In the two tournaments he has played since he began to log more range time (the Memorial and U.S. Open), Woods hit 53 and 48 greens — 70.1 percent. That would rank third on tour, is in line with his standard success in the category and is likely to be far closer to what he’ll do going forward than his early season numbers, which were affected by rust, weakness and an inability to practice.
Strangely, the club that has tormented Woods this season is the one that requires no ACL to wield, the instrument that has defined his greatness more than any other: his putter.

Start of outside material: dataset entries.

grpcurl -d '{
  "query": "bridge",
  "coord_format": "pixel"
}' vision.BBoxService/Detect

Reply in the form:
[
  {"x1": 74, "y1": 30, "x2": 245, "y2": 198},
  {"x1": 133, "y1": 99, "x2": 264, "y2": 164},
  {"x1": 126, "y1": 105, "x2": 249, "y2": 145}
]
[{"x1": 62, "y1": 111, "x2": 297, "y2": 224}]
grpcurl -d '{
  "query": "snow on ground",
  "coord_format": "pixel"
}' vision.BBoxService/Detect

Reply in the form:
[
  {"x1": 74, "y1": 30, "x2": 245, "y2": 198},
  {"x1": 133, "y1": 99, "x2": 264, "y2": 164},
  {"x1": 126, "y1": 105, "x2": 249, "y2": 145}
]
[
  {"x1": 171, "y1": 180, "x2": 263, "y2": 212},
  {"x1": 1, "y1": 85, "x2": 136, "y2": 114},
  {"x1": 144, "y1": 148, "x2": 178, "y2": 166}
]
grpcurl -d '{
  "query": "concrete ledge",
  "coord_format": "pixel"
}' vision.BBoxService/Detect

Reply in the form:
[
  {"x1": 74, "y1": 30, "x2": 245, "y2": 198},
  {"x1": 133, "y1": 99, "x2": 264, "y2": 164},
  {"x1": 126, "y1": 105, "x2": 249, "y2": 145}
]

“I striped it [all] week,” Woods said after a balky putter condemned him to a tie for sixth at Bethpage Black. “I hit it just like I did at Memorial, and unfortunately I didn’t make anything.”
When Woods said he isn’t making “anything,” he wasn’t exaggerating by much. On putts between 15 and 20 feet, Woods ranks 131st, connecting on only 15.8 percent of his opportunities. On putts between 20 and 25 feet, he has been even worse, making just 7.4 percent (154th). Those are scoring putts, the kind that turn a 69 or 70 into a 66 or 67.
What are the odds that a man with his platinum putting stroke will continue producing results like a 10-handicapper with Delirium Tremens? As Stricker said, Woods is going to start dropping those putts. And when he does, watch out, because the golf world could be transported back to the last time Woods stood on two completely healthy legs and unloaded his entire arsenal of shots on the game.
From 2000 to 2002, Woods won 19 times and claimed six of the 12 majors, including the unparalleled Tiger Slam.
Harbingers of the coming storm already exist. Woods comes to Congressional boasting a career-best streak of 18 consecutive top-10 finishes in stroke-play tournaments dating to the 2007 British Open. That’s golf’s new definition of consistent excellence.
If he actually starts making putts, they might just retire the sport.